Of course, with a marathon, or Lassie’s journey, the most important issue is your physical strength. Training has to focus on getting your knees and ankles and hamstrings and calves and toes and hips and everything else in you to be so strong they can handle an insanely long journey.
When it comes to the mental side of that training, I would say your big job is to focus your training on the fun side of it (how great it’ll feel to accomplish, and the joyous high one gets from continued exercise) instead of just avoiding failure and pain. Either mindset will encourage you to train, but one sounds a lot more enjoyable, and makes the training a fun activity instead of a grueling assignment.
But besides the simple physical training, you’re absolutely right, there’s a mental training that’s also necessary, just to get through the long time that a marathon takes. How do you keep from getting bored? How do you keep from deciding you have other things to do? I have no doubt that the easiest way to manage that is to train with others – whether one or two good friends or a big group. First, being with them will keep you from thinking “No one can do this, I’m gonna quit,” but also they’ll give you someone to share the experience with, “I couldn’t believe it when we’d been sweltering in that heat and suddenly we got flooded with rain!” And hopefully to have fun talking about, even bragging about, all you’ve done.
And third, I would say to focus as much as you can on what you hope to achieve. Why are you running this marathon? Are you collecting money for charity? Are you trying to improve your health? Do you want to impress someone? Or is it just to prove to yourself that you can?

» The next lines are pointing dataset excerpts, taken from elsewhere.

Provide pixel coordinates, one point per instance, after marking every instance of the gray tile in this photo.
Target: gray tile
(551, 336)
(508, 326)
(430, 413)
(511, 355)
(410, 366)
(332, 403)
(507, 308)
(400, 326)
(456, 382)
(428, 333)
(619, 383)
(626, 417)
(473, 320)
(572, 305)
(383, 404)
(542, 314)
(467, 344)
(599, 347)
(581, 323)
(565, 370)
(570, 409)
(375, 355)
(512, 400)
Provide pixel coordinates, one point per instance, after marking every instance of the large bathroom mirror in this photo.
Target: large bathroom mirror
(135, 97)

I’m not going to tell you any of these reasons isn’t a good one. Instead I’m suggesting you put lots of focus on your reason. Write it down and hang it on your wall. Draw a picture of it and keep it in your school locker so you see it every time you have to get a book. Write down every success you have (Yesterday you ran ten kilometers, but today you ran eleven!).
Can you give yourself rewards for accomplishment? When you pass one goal, have some ice cream? When you pass another, get that outfit you’ve wanted?
The fact is, you’re doing something amazing. And you can take it even further. My human Handsome has a friend from his childhood who now has a hobby of participating in hundred-mile runs. That’s like doing FOUR marathons, all in the same day! And he’s a joyous guy, doing this not because he needs to improve his health, but because he absolutely loves doing it.
Now you might find that you love doing this marathon, or that you hate it. Either way, for the rest of your life, you’ll always be able to say you’ve done it. And, to me, that’s the best mental preparation you can have for it. To just remind yourself of that, over and over.
And when you’ve done it, and you choose whether to do another one, you’ll have to find another mental trick – because you will never again be able to run your first one.
And that’s just so cool I’m running in circles thinking about it!
Best of Luck! Let me know how it goes!